Surely science can do that. Because "extraordinary proof" is already, by definition, impossible. If it is extra-ordinary, it will be explained in "ordinary" terms; at which point a near-death experience means you met Jesus, or even Santa Claus. And that's so ordinary it can't be true; can it?
So what is "death"? Cessation of life function, moment of? If so, what does that mean? What is life function, what, indeed, is consciousness? This doesn't answer that question:
we don’t know exactly how the brain generates consciousness…not knowing the mechanism is not the same thing as saying it’s not possible…we’re certainly not all the way there in understanding exactly what it is…it’s not a black and white thing.But if we're going to say that the brain "generates consciousness," perhaps we first need a sound understanding of what consciousness is. And if we're going to identify life after death, perhaps we should examine what death is, and what life after it involves.
John Donne didn't think it involved a bright light and a meeting with Santa Claus: "One short sleep past, we wake eternally," he wrote in his most famous Holy Sonnet. For Donne, the resurrection came at a point in time, not at a point in an individual life. Then again, when you are dealing in terms of eternity (which Donne certainly was, and which any discussion of life after death certainly presumes; because the very concept of immortality is that life is permanent, not death; that life, like eternity, is without end) it could be that "short sleep" is subjectively short indeed. If you sleep without dreams, it can be as if there was no time between the last waking moment and the next.
Or perhaps it is just a matter of enculturation. People suffering severe trauma have been known to recite the Pater Noster without conscious volition. That is surely a matter of enculturation. But does that mean the words are irrelevant, are merely phonemes? It doesn't mean the words have metaphysical power; but it doesn't seem they are wholly irrelevant, either.
No more than the words we choose to discuss whether or not death is final. But the word itself: "Death."
What does that mean? If "death" means "cessation of life functions observable in an organism," then yes, death is final. We've yet to see a dead organism regain life activities (be animate again). But that cannot be the meaning of the word in the statement "Death is not final," unless by that formulation you also mean "A square is circular." It doesn't get any better if you say "Death is the cessation of existence," because now you have to explain what you mean by "existence".
Because if you are going to say that extraordinary evidence is necessary to prove there is an existence after the cessation of life functions in an organism, you are first going to have to define what you mean by "existence." And before that, I suspect you'll have to explain what you mean by "consciousness." Explaining that it is what is "generated" by the brain is no explanation at all.
All of which is not to say the claims of Platonism and Christianity are established by these gaps in scientific terminology; but rather, that the participants in this debate were speaking in two different language games, and so talking past each other.
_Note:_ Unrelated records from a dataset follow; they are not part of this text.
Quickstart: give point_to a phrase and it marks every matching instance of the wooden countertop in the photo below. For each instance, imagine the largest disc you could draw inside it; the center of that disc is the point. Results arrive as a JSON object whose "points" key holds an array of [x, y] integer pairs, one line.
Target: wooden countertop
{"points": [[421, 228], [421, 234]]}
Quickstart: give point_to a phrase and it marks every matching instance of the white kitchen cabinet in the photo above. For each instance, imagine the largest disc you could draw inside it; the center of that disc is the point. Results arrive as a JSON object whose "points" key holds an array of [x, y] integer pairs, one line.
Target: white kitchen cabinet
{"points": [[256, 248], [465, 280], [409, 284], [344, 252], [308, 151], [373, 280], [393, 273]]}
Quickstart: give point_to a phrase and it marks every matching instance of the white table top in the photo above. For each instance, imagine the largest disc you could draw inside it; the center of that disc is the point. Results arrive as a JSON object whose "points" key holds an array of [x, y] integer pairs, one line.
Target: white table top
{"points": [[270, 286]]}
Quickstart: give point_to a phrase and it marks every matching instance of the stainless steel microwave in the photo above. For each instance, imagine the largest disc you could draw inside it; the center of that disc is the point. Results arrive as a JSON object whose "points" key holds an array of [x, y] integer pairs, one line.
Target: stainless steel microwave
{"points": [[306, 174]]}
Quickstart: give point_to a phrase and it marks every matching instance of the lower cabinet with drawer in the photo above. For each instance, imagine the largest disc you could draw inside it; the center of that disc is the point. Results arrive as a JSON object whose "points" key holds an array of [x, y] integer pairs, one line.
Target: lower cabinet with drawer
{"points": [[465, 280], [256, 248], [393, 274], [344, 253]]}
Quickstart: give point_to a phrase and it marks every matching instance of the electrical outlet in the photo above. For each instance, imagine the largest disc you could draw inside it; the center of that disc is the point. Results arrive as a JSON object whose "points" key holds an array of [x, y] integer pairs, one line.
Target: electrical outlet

And the only way to establish the superiority of one language game over the other, ultimately, is to say the one you accept is right because you accept it. While the proponents of immortality or just the persistence of existence have many claims to substantiate, the "science" side has many claims to establish, too: including solid definitions of "existence" and "consciousness."
And maybe even a better definition of "death."
If we're going to play these language games, we all need to agree on what the ground rules are.